Obwohl die Stimmen nur in seinem Verstand zu vernehmen und daher geräuschlos waren, begann er, gewisse Denkweisen mit gewissen Personen in Einklang zu bringen. Ihm fiel auf, daß er manchmal, wenn er bei Mutter oder Vater war, bei Nafai oder Issib, bei Luet oder Huschidh, am deutlichsten das Gespräch hörte, das dem galt, worüber sie sich gerade mit einem anderen unterhielten. Er sah zum Beispiel, daß Luet versuchte, einen Streit zwischen Chveja und Dazja zu schlichten, und hörte, wie jemand sagte: Warum setzt sie sich bei Dazja nicht durch? Warum macht sie wieder einen Rückzieher? Und ein anderer — die beständigste Stimme, die stärkste — sagte: Sie setzt sich durch, sie macht das gut, hab Geduld, sie muß keinen offenen Sieg erringen, solange ihr Chveja versichert, daß sie noch euren Respekt hat. Daher wußte er, daß eine besonders leidenschaftliche, vertrauliche Stimme bedeutete, daß er Luet hörte; ein kühlerer, ruhigerer, aber unsicherer Gedankengang der Huschidhs war. Die nüchternste, ungeduldigste, streitlustigste Stimme aber war die Nafais.

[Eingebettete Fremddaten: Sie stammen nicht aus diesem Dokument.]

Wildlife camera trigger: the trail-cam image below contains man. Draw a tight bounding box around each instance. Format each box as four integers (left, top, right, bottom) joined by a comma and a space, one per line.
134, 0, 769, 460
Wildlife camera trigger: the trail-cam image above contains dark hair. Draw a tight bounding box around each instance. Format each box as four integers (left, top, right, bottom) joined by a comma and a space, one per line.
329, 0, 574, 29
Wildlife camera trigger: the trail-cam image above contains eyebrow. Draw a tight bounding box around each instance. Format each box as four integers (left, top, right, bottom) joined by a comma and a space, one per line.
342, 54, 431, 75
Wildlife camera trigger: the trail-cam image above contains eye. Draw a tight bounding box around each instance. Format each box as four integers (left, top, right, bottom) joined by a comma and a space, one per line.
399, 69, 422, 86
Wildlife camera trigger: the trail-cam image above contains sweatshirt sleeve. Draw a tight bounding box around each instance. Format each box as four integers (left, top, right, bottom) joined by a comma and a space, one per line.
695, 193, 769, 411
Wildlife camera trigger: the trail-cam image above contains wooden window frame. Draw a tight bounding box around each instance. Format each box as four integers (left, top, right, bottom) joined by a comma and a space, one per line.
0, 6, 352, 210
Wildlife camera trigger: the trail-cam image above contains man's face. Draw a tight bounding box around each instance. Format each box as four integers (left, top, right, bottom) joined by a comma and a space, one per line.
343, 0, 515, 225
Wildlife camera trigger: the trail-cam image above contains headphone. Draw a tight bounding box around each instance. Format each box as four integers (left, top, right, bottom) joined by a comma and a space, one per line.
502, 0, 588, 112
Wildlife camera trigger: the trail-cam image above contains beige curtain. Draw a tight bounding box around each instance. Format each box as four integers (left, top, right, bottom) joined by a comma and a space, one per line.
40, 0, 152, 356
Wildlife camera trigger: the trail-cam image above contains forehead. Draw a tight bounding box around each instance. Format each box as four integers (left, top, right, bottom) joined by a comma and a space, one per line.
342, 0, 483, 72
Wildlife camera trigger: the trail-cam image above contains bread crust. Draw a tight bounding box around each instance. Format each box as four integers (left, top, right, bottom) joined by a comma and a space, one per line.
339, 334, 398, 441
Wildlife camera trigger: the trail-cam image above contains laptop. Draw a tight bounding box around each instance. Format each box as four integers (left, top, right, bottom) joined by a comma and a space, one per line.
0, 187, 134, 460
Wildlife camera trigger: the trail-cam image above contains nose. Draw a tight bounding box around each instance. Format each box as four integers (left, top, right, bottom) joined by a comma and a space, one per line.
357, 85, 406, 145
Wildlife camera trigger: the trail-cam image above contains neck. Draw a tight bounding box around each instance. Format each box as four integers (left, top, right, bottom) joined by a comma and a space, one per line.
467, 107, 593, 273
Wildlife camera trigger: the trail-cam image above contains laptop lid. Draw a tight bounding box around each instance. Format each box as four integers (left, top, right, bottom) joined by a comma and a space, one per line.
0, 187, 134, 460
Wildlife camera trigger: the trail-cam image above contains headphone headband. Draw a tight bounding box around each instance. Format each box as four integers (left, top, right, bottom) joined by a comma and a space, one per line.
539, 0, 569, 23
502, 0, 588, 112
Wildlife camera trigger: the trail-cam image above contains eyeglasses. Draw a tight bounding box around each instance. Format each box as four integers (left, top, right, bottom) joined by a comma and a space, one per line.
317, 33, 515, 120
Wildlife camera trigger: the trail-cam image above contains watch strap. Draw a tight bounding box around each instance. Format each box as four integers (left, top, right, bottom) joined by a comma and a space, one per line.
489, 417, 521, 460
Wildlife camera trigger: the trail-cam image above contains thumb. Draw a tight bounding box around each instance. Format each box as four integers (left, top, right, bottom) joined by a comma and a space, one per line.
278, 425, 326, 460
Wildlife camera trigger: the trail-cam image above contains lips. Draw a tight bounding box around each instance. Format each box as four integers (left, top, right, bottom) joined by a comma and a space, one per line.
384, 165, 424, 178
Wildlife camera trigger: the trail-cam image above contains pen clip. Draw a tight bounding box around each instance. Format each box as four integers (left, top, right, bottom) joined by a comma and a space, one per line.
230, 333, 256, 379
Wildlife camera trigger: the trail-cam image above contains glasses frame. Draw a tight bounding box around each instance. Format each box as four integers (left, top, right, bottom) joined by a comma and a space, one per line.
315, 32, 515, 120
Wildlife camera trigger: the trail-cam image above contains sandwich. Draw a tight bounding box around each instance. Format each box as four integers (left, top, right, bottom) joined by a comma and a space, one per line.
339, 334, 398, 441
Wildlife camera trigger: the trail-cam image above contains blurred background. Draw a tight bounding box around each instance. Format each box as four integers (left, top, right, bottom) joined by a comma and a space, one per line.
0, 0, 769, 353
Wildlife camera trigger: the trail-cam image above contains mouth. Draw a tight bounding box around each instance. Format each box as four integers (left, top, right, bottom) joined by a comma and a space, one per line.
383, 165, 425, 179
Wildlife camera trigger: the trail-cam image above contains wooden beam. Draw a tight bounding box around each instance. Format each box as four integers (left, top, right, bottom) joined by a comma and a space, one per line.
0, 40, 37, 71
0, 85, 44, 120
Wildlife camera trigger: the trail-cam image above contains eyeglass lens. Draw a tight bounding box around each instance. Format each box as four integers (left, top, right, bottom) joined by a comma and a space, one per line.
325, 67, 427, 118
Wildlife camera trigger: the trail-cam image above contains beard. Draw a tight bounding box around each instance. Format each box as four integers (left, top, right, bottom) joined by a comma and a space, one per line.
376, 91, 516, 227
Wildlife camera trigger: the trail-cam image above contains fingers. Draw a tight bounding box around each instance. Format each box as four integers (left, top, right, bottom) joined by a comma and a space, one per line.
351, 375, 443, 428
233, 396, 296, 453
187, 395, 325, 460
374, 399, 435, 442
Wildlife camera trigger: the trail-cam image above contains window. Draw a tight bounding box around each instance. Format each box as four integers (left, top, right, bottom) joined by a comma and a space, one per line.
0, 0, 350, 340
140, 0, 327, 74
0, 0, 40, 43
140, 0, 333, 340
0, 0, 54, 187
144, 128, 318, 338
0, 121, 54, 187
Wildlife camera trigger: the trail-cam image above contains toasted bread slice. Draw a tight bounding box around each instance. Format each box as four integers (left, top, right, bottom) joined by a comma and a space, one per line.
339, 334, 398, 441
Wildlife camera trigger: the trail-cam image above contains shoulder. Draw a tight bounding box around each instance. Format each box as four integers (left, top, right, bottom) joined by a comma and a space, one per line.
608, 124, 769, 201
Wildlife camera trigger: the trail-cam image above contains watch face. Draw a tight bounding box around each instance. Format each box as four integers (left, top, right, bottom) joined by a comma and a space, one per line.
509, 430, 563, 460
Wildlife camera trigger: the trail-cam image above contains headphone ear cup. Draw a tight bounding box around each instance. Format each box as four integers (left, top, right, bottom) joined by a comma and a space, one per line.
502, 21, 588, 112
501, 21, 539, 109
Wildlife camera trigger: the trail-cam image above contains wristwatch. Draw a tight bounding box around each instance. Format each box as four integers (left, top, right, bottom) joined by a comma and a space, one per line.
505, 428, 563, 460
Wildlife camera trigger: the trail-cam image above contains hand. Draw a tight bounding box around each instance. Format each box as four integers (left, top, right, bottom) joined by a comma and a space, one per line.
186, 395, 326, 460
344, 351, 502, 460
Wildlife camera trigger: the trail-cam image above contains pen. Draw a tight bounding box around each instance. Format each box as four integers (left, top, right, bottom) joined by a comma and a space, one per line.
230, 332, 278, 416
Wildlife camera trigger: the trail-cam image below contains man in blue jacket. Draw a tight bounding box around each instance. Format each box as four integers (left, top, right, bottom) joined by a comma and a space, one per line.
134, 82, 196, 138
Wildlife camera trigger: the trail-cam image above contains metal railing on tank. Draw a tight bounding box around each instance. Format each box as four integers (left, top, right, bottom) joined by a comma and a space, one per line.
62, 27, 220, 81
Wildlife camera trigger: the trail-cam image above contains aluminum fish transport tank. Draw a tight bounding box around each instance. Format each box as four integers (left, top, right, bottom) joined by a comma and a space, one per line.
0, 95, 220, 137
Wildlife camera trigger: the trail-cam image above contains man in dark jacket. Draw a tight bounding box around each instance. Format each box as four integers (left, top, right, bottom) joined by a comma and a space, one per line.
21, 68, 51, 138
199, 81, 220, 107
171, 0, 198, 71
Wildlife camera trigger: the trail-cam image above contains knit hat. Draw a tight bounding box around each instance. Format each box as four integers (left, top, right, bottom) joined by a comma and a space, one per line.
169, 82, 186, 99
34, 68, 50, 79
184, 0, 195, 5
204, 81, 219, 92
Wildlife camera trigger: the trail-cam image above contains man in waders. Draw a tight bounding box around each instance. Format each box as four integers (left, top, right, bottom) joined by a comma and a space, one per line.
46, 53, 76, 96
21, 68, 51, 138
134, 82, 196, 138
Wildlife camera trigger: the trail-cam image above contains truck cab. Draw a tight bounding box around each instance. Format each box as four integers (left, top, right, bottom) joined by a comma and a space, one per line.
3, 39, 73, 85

Doch obwohl Ojkib das alles wußte, war er noch so jung, daß er nicht begriff, daß er diese Dinge eigentlich nicht hören sollte. Zuerst wurde es ihm der Träume wegen klar, denn diese waren eine der wirksamsten Möglichkeiten der Überseele, mit Menschen zu sprechen. Als Ojkib noch sehr klein war, kam Luet einmal zu ihnen, um mit Mutter über einen Traum zu sprechen, den sie gehabt hatte. Als sie ihn erzählt hatte, meldete Ojkib sich zu Wort und sagte: »Ich hatte diesen Traum ebenfalls!«, und dann wiederholte er die Dinge, die Luet gesehen hatte.
Mutter antwortete ihm daraufhin lächelnd, doch er wußte, sie glaubte ihm nicht, daß er denselben Traum gehabt hatte. Als es beim zweitenmal geschah, bei einem Traum Vaters, nahm Mutter Ojkib zur Seite und erklärte ihm sanft, daß er nicht so tun müsse, als hätte er dieselben Träume wie andere Leute gehabt. Es sei besser, nur seine eigenen Träume zu erklären.
Ojkib störte es, daß man ihm nicht glaubte, und je älter er wurde, desto mehr störte es ihn. Warum glaubten die Erwachsenen ihm einfach nicht, daß er als Dreijähriger, als Vierjähriger, dieselben Mitteilungen von der Überseele bekam, die auch sie so häufig erhielten? Schließlich kam er zu dem Schluß, das Problem läge darin, daß der Traum wirklich einer anderen Person geschickt wurde — die Träume trafen immer auf ihre Situation zu, aber eigentlich nicht auf die Ojkibs. Daher wußten die Erwachsenen, daß die Überseele ihm nie einen solchen Traum geschickt hätte; denn der Traum hatte ja nichts mit seinem Leben zu tun. Und die Überseele hatte den Traum auch gar nicht ihm geschickt. Die Träume und die Hintergrundgespräche waren völlig real, aber sie waren gleichzeitig nicht die seinen.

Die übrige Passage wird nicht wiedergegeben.